Casual picnics: grab-and-go on flexible days
On days with a lighter schedule or more independent structure, Trek Travel offers relaxed, grab-and-go picnic options: hearty sandwiches, fresh fruit, snacks, and beverages you can enjoy at your own pace — at a trailhead, beside a lake, or carried along with you as you ride. The format is deliberately low-key, giving you the freedom to eat when and where you want.

Dinner: the culinary heart of the trip
Dinner is where the day comes together. Trek Travel dinners range from casual neighborhood restaurants with no sign out front to celebrated multi-course experiences at Michelin-recognized tables — and everything in between.
Your guides and Trek Travel’s destination teams select dinner venues using the same standards as every meal: regional cuisine, local sourcing, and exceptional service. They work closely with restaurant partners to ensure menus reflect the best of the area, and to accommodate dietary needs wherever possible. Some dinners are included in your trip price; others may be guest choice or at leisure, as indicated in your itinerary.
Guest choice meals: your pick, our list
For guest choice meals, you select and pay for your preferred dining experience from a guide-curated list of recommended restaurants. You’re not handed a phone and left to search — your guides do the groundwork so your decision is between genuinely excellent options suited to the destination and the evening.
At leisure meals: independent dining, included in your price
At leisure meals offer a particular kind of freedom. The cost is included in your trip price, but you dine with your preferred travel companions — without guides. Before you head out, your guide provides detailed information: the restaurant’s location, what’s included, timing, and any context that helps you make the most of the experience. You’re dining independently, at your own pace, at a venue chosen with the same care as every other Trek Travel meal.
This format is especially popular with travelers who want the security of a curated recommendation combined with the intimacy of a private dinner.
Dietary restrictions and special preferences
Trek Travel is committed to accommodating dietary preferences, allergies, and restrictions to the fullest extent possible in each destination. The more specific you can be about your needs, the better Trek Travel can communicate with hotel partners, restaurant partners, and guides to set expectations in advance and arrange alternatives where needed.

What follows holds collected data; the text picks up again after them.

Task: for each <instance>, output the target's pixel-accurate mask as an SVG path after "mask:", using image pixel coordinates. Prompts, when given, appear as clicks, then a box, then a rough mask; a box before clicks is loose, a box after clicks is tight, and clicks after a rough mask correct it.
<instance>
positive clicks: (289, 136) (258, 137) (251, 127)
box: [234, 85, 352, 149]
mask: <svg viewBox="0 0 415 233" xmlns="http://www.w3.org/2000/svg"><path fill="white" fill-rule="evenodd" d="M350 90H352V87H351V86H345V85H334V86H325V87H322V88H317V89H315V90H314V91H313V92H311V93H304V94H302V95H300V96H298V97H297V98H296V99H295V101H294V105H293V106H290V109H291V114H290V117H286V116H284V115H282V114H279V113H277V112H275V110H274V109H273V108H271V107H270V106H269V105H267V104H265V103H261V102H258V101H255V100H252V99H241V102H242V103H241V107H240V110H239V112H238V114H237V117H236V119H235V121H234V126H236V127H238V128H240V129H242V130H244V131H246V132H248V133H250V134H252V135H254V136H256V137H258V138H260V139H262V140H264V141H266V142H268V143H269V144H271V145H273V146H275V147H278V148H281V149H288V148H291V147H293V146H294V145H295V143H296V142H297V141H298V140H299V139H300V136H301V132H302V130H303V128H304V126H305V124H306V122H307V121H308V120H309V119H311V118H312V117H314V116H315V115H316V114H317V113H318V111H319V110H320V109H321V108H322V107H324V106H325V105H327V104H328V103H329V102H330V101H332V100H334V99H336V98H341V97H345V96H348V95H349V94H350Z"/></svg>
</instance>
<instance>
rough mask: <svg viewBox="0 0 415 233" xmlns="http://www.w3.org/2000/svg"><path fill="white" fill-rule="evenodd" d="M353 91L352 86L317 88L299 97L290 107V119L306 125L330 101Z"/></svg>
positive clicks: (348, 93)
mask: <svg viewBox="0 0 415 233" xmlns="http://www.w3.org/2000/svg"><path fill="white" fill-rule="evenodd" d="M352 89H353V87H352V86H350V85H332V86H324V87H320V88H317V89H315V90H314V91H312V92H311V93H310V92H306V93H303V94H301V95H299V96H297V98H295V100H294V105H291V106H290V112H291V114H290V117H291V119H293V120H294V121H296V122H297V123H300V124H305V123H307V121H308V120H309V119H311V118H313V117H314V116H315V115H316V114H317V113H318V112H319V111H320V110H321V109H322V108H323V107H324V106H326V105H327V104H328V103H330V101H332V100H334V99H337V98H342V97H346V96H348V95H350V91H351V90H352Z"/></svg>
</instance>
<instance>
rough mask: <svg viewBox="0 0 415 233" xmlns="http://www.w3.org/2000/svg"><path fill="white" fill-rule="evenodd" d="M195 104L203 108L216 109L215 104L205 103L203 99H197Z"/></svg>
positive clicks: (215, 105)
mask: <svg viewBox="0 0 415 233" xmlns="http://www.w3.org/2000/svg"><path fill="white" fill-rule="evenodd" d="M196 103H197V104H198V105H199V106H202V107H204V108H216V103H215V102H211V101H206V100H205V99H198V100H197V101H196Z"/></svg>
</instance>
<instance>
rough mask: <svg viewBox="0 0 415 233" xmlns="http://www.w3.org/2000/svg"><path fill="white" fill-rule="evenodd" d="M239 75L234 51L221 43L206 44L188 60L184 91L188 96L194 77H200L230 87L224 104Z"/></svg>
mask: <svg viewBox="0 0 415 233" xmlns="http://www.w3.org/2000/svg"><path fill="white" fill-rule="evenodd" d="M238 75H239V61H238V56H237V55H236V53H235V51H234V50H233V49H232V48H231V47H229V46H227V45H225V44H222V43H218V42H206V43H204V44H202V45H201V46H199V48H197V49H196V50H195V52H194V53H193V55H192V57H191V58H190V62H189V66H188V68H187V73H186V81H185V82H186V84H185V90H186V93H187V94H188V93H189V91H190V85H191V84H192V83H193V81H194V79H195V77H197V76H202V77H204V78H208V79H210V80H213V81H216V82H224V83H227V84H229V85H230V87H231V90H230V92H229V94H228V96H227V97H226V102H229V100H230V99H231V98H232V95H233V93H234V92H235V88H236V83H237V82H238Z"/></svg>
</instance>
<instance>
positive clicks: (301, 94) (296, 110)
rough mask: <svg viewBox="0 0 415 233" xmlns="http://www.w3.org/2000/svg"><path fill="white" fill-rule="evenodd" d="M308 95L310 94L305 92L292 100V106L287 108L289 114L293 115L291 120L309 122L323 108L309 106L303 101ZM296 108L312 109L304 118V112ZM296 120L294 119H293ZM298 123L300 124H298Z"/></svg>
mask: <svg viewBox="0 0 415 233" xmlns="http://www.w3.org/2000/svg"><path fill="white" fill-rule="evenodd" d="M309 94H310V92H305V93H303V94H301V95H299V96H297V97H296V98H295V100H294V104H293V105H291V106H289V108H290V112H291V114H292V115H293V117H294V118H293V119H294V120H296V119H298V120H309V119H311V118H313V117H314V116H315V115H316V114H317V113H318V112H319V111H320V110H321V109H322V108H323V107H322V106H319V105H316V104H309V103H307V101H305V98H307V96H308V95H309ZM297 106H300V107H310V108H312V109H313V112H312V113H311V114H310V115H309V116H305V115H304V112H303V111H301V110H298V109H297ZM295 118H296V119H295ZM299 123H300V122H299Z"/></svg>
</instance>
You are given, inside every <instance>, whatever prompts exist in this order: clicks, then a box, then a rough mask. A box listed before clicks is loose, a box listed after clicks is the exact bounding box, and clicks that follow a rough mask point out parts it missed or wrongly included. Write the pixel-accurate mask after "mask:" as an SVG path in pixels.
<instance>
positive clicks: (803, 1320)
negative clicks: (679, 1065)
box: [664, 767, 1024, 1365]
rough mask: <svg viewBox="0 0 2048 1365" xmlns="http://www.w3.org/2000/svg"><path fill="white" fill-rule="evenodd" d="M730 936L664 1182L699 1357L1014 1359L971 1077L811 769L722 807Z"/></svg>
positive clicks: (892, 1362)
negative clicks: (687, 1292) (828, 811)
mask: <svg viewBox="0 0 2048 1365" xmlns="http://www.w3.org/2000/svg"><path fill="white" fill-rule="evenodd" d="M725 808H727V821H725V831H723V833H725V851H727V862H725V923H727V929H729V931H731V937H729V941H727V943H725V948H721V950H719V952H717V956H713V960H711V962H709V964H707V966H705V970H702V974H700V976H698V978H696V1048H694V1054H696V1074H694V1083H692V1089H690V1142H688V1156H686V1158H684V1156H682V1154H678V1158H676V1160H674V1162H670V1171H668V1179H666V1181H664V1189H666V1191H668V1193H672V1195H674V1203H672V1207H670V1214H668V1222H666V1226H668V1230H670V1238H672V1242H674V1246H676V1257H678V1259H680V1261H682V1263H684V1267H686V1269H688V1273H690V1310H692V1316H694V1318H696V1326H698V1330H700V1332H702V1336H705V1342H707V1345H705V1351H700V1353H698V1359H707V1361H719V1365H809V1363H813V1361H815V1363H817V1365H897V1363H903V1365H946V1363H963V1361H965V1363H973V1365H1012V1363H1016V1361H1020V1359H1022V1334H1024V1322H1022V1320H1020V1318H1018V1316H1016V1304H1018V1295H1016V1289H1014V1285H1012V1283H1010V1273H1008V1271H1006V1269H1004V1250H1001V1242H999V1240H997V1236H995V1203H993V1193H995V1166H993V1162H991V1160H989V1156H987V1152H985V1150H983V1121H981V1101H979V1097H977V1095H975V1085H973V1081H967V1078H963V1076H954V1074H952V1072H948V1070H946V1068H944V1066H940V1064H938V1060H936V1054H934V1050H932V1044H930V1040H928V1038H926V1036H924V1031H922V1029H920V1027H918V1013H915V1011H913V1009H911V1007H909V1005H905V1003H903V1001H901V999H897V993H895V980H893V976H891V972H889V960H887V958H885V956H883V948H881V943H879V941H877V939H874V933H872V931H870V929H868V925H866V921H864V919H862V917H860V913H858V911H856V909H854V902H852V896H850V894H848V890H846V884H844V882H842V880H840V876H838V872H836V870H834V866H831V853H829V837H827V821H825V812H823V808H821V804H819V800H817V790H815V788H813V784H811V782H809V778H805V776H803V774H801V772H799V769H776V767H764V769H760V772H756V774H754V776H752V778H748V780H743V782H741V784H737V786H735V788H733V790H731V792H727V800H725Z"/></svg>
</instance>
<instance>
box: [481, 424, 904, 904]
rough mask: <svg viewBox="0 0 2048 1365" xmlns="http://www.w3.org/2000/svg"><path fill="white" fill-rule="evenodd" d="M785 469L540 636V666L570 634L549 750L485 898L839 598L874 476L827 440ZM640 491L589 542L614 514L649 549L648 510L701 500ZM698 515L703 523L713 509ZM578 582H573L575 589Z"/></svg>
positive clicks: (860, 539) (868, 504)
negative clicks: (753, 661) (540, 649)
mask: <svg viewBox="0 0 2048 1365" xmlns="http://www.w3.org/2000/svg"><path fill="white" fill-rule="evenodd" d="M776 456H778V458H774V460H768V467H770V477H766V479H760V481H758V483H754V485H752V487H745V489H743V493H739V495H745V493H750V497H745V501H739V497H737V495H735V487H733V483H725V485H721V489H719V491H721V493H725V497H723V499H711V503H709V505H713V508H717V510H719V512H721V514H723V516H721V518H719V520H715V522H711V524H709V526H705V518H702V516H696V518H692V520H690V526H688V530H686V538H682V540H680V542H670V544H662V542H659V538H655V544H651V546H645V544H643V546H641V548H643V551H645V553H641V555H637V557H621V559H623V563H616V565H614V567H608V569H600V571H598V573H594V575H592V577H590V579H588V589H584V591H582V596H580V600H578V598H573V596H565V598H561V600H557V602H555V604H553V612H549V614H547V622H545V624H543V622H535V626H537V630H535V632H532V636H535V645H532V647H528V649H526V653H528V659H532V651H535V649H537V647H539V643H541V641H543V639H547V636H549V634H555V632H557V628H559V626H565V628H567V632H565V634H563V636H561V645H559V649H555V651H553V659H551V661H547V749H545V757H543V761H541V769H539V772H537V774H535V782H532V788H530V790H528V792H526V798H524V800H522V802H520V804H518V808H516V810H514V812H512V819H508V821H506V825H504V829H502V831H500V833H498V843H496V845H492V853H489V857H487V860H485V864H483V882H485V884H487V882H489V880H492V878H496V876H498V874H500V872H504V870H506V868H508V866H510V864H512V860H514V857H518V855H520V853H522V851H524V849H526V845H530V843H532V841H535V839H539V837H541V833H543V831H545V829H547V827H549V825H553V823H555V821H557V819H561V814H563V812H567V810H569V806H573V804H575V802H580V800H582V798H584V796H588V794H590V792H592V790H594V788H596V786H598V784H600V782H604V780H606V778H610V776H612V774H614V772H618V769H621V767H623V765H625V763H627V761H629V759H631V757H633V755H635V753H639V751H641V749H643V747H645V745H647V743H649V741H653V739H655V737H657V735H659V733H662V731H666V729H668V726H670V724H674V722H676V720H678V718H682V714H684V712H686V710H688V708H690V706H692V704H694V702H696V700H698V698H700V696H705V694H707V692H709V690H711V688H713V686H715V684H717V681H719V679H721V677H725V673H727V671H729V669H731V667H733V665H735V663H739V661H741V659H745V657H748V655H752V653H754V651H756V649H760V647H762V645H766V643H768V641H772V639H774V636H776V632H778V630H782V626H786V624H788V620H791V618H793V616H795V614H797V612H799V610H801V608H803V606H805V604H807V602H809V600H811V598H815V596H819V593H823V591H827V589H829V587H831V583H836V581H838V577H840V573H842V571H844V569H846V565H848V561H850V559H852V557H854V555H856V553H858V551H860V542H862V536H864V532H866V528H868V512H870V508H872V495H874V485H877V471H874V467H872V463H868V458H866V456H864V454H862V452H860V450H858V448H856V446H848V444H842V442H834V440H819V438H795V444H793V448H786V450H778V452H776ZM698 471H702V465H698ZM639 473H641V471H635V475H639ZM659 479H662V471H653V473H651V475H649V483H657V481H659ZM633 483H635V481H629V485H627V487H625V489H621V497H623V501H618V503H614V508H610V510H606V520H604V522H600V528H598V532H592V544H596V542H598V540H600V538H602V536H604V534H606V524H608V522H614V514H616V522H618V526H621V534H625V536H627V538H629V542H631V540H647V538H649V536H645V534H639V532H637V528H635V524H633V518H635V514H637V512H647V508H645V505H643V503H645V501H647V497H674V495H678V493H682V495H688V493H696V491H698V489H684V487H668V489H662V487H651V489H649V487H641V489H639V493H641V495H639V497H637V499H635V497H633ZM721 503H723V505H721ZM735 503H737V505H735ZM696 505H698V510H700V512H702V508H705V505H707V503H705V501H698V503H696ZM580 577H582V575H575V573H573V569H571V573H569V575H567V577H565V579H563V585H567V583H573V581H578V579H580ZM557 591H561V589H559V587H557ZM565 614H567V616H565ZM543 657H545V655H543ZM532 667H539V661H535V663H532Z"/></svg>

It’s worth knowing that some regions are less well-equipped to accommodate certain restrictions — particularly highly specialized or complex requirements. If you have specific dietary needs, the right time to discuss them is before you book. Your Trip Consultant can advise on which destinations and trip styles are best suited to your situation.
If a meal isn’t quite hitting the mark once you’re on the road, speak with your guide directly. Adjustments can often be made in real time, and your guide’s job is to make sure the experience works for you.

The difference dining makes
Plenty of guided touring companies list “meals included” as a feature. Trek Travel treats dining as a core part of the trip itself — a way to understand a destination through its food, slow down between riding days, and build the kind of shared experiences that make a trip worth remembering long after you’re home. That’s what separates a good cycling tour from a great one.